しっかりと千歳ちゃんの背中に手を回し、我ながらいかめしいほどに真剣な表情を浮かべる自分の姿を見るのは、なかなかに恥ずかしいものがあるが……。
「ああ、本当だ」と思わず、呟いていた。「千歳ちゃんの顔は写っていないんだな」
俺が覆い隠す形になって、写真の中で見える千歳ちゃんの姿と言えば、ほんの一部。ぱっと見では、俺がうちの女子生徒の誰かを抱き締めていることくらいしか分からない。輝くようなその艶やかな黒髮ロングヘアーは目を引くが……仮にもし、この写真がネットに出回ったとして、特定されるのは俺だけだろう。
それならば――。
「良かった」
一気に肩から力が抜け、安堵のため息が漏れていた。
「『良かった』って……」と千歳ちゃんは怪訝そうな表情を浮かべ、俺の顔を覗き込んでくる。「白馬くんは……これ、良いの? 大丈夫?」
「千歳ちゃんは?」
すかさず、そう切り返すと、千歳ちゃんは「え」と目を丸くしてから、
「私は……後ろ姿だけだし。
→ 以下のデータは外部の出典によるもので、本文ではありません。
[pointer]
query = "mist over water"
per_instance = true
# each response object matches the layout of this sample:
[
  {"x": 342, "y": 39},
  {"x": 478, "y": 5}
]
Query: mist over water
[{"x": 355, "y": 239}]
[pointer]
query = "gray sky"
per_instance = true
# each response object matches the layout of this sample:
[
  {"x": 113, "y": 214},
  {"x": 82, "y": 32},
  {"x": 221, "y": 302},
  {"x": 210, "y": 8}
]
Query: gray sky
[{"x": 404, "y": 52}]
白馬くんが気にしないなら、別に良い」
「俺も千歳ちゃんが気にしないなら良い」
「そう……なの?」
胸元まで垂れるお下げ髪を揺らしつつ、くんと小首を傾げ、しばらく何やら考えるような間も置いて、
「じゃあ、いっか!」
ぱあっと輝かんばかりの笑みを浮かべて、清々しく千歳ちゃんは言い放った。
「いいの!?」
ぎょっとして声を上げた本庄に、「ありがとう、本庄くん」と千歳ちゃんはスマホを返し、
「私の方で、他にこういう写真が回ってないか調べてみるけど……この写真に関しては、もう放っといていい。白馬くんも気にしない、て言ってくれてるし……正直、こうして出回っちゃった以上、ただの生徒会長である私にできることは何もない。せいぜい、『盗撮はダメ』って忠告することくらいだけど……その辺はもう、本庄くんがチャットで注意してくれた、てさっきも言ってたし」
「まあ、したことはしましたけど……」
千歳ちゃんからスマホを受け取りつつ、まだ納得いかないといった様子で渋い表情を浮かべる本庄に、千歳ちゃんは気遣うような微苦笑を浮かべた。
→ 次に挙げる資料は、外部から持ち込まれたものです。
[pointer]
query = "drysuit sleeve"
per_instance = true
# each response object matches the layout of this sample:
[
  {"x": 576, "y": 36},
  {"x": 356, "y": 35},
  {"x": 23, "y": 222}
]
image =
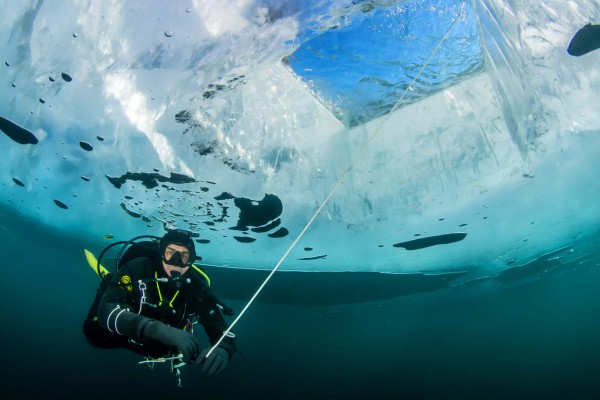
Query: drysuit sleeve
[
  {"x": 114, "y": 310},
  {"x": 214, "y": 324}
]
「狸寝入りみたいで後味は悪いけど……白馬くんみたいに、『気にしない』――というのが、こういう場合の最適解なんだと思う。日本語で『スルースキル』……て言うんだっけ? それこそ、これからの時代、私たちが身につけていくべきサバイバルスキルね」
まるで本庄を慰めるかのような柔らかな口調でそこまで言って、「ただ……」と千歳ちゃんはふと表情を曇らせた。
「防げたこと……ではあるよね」物憂げにぽつりとそう呟き、千歳ちゃんは「うーん」と腕を組んだ。「幼馴染とはいえ、堂々と人前で抱きつくのはまずかったか。これからは気をつけないと」
確かに……と自然に眉間に力がこもる。
「俺も軽はずみだった。むやみに注目を浴びるようなことは今後は控えよう」
「――うん」と千歳ちゃんは満足げに頷き、「じゃ、さっきの続きも一応、ここではやめとこうか」
そうだな――と俺も頷きかけて、ハッとする。
ここでは……?
「二人きり……なら、どんなことしても問題ないよね?」
千歳ちゃんは眼鏡のレンズの奥でひっそり瞳を輝かせ、クスリと悪戯っぽく笑って言った。